An example job definition for a parameter grid search evaluating search metrics against a given endpoint
is provided within the scripts-folder.
The definition is contained in the file testSearchEval.json
, that can be send to the respective Kolibri endpoints
(see start_searcheval.sh
). Where the response is written is configured via properties/env variables
(see respective part of the documentation).
A simpler way is to start up the app along with the UI (Kolibri Watch, see respective section of this doc),
and navigate to the CREATE menu, select the search evaluation type and choose a job execution definition template.
From this UI you can directly edit an existing template, save it and start the execution.
Note that the execution below makes a few assumptions for the processing to work.

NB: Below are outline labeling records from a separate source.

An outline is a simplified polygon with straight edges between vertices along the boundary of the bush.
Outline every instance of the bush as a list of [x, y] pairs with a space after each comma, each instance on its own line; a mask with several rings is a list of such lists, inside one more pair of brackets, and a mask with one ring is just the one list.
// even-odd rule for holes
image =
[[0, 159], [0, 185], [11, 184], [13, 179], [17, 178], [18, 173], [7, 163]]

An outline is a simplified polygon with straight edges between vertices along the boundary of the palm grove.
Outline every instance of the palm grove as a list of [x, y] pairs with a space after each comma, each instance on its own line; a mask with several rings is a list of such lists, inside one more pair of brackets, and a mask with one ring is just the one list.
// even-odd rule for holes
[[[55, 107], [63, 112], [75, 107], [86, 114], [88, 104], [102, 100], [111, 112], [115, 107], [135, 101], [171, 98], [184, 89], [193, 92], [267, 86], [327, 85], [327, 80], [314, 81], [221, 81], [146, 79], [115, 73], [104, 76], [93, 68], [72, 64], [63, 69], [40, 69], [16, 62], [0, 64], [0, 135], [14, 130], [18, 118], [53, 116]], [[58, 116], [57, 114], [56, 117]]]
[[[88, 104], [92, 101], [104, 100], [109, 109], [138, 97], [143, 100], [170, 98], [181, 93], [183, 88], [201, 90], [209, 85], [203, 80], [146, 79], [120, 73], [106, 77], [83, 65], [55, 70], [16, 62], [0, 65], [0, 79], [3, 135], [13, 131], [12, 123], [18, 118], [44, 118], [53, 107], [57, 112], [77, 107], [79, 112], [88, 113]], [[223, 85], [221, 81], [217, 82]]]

Lets have a look at the definition and then define the meaning of the distinct sections of the used json. You’ll see something like this:
{
"jobName": "testJob",
"fixedParams": {
"k1": [
"v1",
"v2"
],
"k2": [
"v3"
]
},
"contextPath": "search",
"connections": [
{
"host": "search-service",
"port": 80,
"useHttps": false
},
{
"host": "search-service1",
"port": 81,
"useHttps": false
}
],
"requestPermutation": [
{
"type": "ALL",
"value": {
"params": {
"type": "FROM_FILES_LINES",
"values": {
"q": "/app/test-files/test-paramfiles/test_queries.txt"
}
}
}
},
{
"type": "ALL",
"value": {
"params": {
"type": "GRID_FROM_VALUES_SEQ",
"values": [
{
"name": "a1",
"values": [
0.45,
0.32
]
},
{
"name": "o",
"start": 0.0,
"end": 2000.0,
"stepSize": 1.0
}
]
}
}
}
],
"batchByIndex": 0,
"parsingConfig": {
"singleSelectors": [],
"seqSelectors": [
{
"name": "productIds",
"castType": "STRING",
"selector": {
"type": "PLAINREC",
"path": "\\ response \\ docs \\\\ product_id"
}
}
]
},
"excludeParamsFromMetricRow": [
"q"
],
"taggingConfiguration": {
"initTagger": {
"type": "REQUEST_PARAMETER",
"parameter": "q",
"extend": false
},
"processedTagger": {
"type": "NOTHING"
},
"resultTagger": {
"type": "NOTHING"
}
},
"requestTemplateStorageKey": "requestTemplate",
"mapFutureMetricRowCalculation": {
"functionType": "IR_METRICS",
"name": "irMetrics",
"queryParamName": "q",
"requestTemplateKey": "requestTemplate",
"productIdsKey": "productIds",
"judgementProvider": {
"type": "FILE_BASED",
"filename": "/app/test-files/test-judgements/test_judgements.txt"
},
"metricsCalculation": {
"metrics": [
{"name": "DCG_10", "function": {"type": "DCG", "k": 10}},
{"name": "NDCG_10", "function": {"type": "NDCG", "k": 10}},
{"name": "PRECISION_4", "function": {"type": "PRECISION", "k": 4, "threshold": 0.1}},
{"name": "ERR_10", "function": {"type": "ERR", "k": 10}}
],
"judgementHandling": {
"validations": [
"EXIST_RESULTS",
"EXIST_JUDGEMENTS"
],
"handling": "AS_ZEROS"
}
},
"excludeParams": [
"q"
]
},
"singleMapCalculations": [],
"allowedTimePerElementInMillis": 1000,
"allowedTimePerBatchInSeconds": 6000,
"allowedTimeForJobInSeconds": 720000,
"expectResultsFromBatchCalculations": false,
"wrapUpFunction": {
"type": "AGGREGATE_FROM_DIR_BY_REGEX",
"weightProvider": {
"type": "CONSTANT",
"weight": 1.0
},
"regex": "[(]q=.+[)]",
"outputFilename": "(ALL1)",
"readSubDir": "testJob",
"writeSubDir": "testJob"
}
}
The above on posting to the search_eval_no_ser
endpoint is parsed into an JobMessages.SearchEvaluation instance.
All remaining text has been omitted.